Featherstone KA, Bloomfield JR, Lang AJ, Miller-Meeks MJ, Woodworth G, Steinert RF. J. Cataract Refract. Surg. 1999; 25(9): 1254-1262.

Affiliation

Clinical Research Department, Allergan Surgical Products, Irvine, California, USA.

Copyright

(Copyright © 1999, American Society of Cataract and Refractive Surgery and European Society of Cataract and Refractive Surgeons, Publisher Elsevier Publishing)

DOI

unavailable

PMID

10476511

Abstract

PURPOSE: To determine whether differences exist in the driving performance of patients with bilateral Array multifocal intraocular lenses (IOLs) and those with bilateral AMO monofocal IOLs under low-contrast environmental conditions. SETTING: The Iowa Driving Simulator at the Center for Computer Aided Design, the University of Iowa, Iowa City, Iowa, USA. METHODS: This prospective study was a test-operator-masked, parallel-group comparison of the driving performance of 33 bilateral multifocal IOL patients and 33 bilateral monofocal IOL patients from the U.S. Array Multifocal study. Driving performance was evaluated under 3 poor visibility conditions (clear weather at night, clear weather at night in the presence of a glare source, and fog). Measures of performance included recognition rates and distances for signs, as well as detection rates, distances, and avoidance behaviors for hazards. Contrast acuity and sensitivity were also measured to evaluate possible correlations with driving performance.

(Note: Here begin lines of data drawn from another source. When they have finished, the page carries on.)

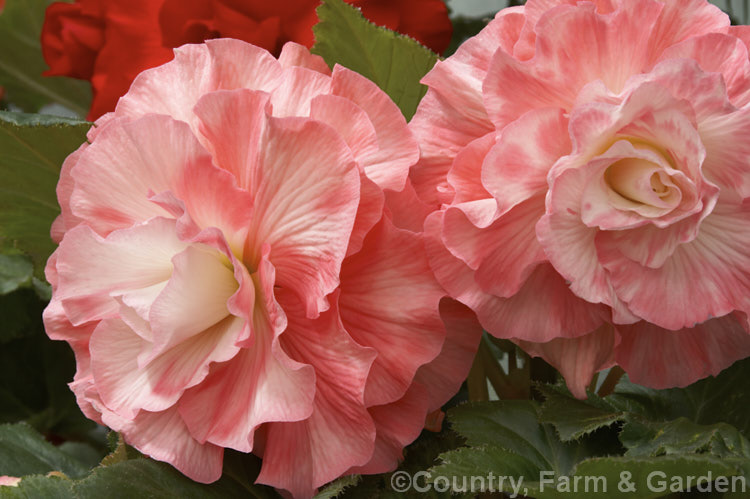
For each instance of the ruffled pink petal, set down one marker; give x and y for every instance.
(66, 220)
(141, 157)
(307, 194)
(339, 433)
(718, 53)
(727, 152)
(516, 168)
(708, 277)
(503, 254)
(683, 19)
(388, 166)
(294, 54)
(578, 359)
(443, 377)
(405, 209)
(262, 381)
(126, 387)
(298, 87)
(374, 282)
(398, 424)
(569, 243)
(465, 176)
(369, 213)
(543, 309)
(164, 437)
(194, 299)
(350, 121)
(91, 268)
(703, 350)
(174, 88)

RESULTS: No statistically significant differences between the IOL groups were found in 26 of 30 comparisons (86.7%). The monofocal group performed better than the multifocal group in comparisons in which there were statistically significant differences: the percentage of correctly recognized warning signs at night in clear weather (P = .028), sign recognition distances for guide (P = .030) and warning (P = .036) signs in fog, and the detection distance for 1 of 4 hazards (suitcase; P = .026). Correlation coefficients between driving performance and low-contrast acuity and sensitivity were statistically significant; however, they were low and not likely predictive of driving performance. CONCLUSION: Differences between patients with bilateral multifocal IOLs and those with bilateral monofocal IOLs were detected; however, the results indicate no consistent difference in driving performance and safety.